I was a typical self-absorbed addict. I thought the world revolved around me. So why should recovery be any different? Yet sitting in the back of the room afforded me an unobstructed view of all that was going on. I may have been self-centered, but I was also a fast learner and very observant. I quickly sussed out the chips, the sobriety anniversaries and the not using in between deal. I understood that I needed to work the steps, read the literature, and find a sponsor—not that I did any of those immediately. But what I had the most trouble with, what really confused me, was what people shared. From the guest speakers to the secretaries, trusted servants and my fellow members in the audience—people in recovery said the weirdest shit.
I could overlook all the bumper sticker sayings like, “Easy Does It,” “One Day at a Time,” and “Keep It Simple.” While slightly patronizing, these statements made some sense. I needed to slow down, do the next thing on the agenda and not make it complicated. It was the tired and trite clichés that mostly annoyed me, and had me questioning whether or not I could actually stay clean. When I heard some guy with 20-plus years say, “The longer I’m in recovery, the less I know,” I flinched. You’ve been sober for two decades and that’s the best you can come up with? So what you’re saying is recovery makes you dumber—really? This just didn’t make sense, nor did it instill a lot of faith that the 12 steps actually worked.

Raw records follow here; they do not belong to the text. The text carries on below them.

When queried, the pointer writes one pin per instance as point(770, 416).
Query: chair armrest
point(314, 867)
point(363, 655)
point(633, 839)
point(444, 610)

Then there was the woman that said, “Relapse is a part of recovery.” And I’m all, “Yes!” Because in my mind she’d just given me the green light to go relapse. It was now okay if I go use. Well, as long as I came back and said I was a newcomer again. I thought anyone with more time than me (which was practically everyone) was incredibly amazing, and that if I just hovered in their hemisphere I would get recovery through osmosis. Obviously they had figured this scam out, because up until now everything in my life was a scam of some sort, so why should getting clean be any different?
I also remember the first time I heard, “My worst day sober is still better than my best day using.” At that very moment in my life I couldn’t see it. I had a ton of what I felt were “good times” using drugs and I wanted to get high really badly and relive them again. In all actuality this was the worst my life had ever been. I was homeless, penniless, weak from withdrawal, unhappy, tired and resentful. That all of that was of my own making due to my addiction didn’t matter—of course all of that was someone else’s fault—it’s just that a statement like the best day/worst day didn’t ring true. When it was so causally thrown out and folks around me nodded their heads in agreement, my internal dialogue started pointing out the various reasons this program wouldn’t work for me. Throw in all that talk about the “shitty committee,” the “pity party,” a newcomer’s “pink cloud” and that annoying “Don’t leave before the miracle happens” and I was about ready to scream. I didn’t do cute before I got sober, and I sure as hell wasn’t going to be doing it now.
Perhaps the worst part was all the God talk. I had a really hard time accepting that I needed to have a power greater than myself and that power had to be called God with a capital “G.” My first AA sponsor had me read the “Chapter to the Agnostics” part of the Big Book, which basically said, “You might not believe in God now, but you will.” Which really didn’t help, in fact it had me worried I was in a thinly veiled religious cult. When I jumped ship to the less bible-quoting fellowship of NA I still had a resentment with the literature’s insistent referral to all things “Him” and “God.” And then at an NA meeting I heard, “Let Go and Let God,” I just about lost my shit. There was no escaping it.
Of course all of this had more to do with being a newcomer than what people were actually saying. Back then I wasn’t capable of putting “principles before personalities.” I judged everyone harshly, including myself. As I gained more clean time, what people said annoyed me less and less. Today I rigorously practice the spiritual principles of honesty, open-mindedness and willingness. I am more accepting of others, but I have never forgotten how it felt to be a newcomer and my initial reaction to what I heard in meetings. You will never hear me utter “It was a God shot,” or “Fake it till you make it,” or even “Take the cotton out of your ears and put it in your mouth.” Instead when I share what I am going through, I stay away from the cute, and talk about how my solution is always in the 12 steps. I may not be the most sterling example for the newcomer, but I try. After all, “We only keep what we have by giving it away.”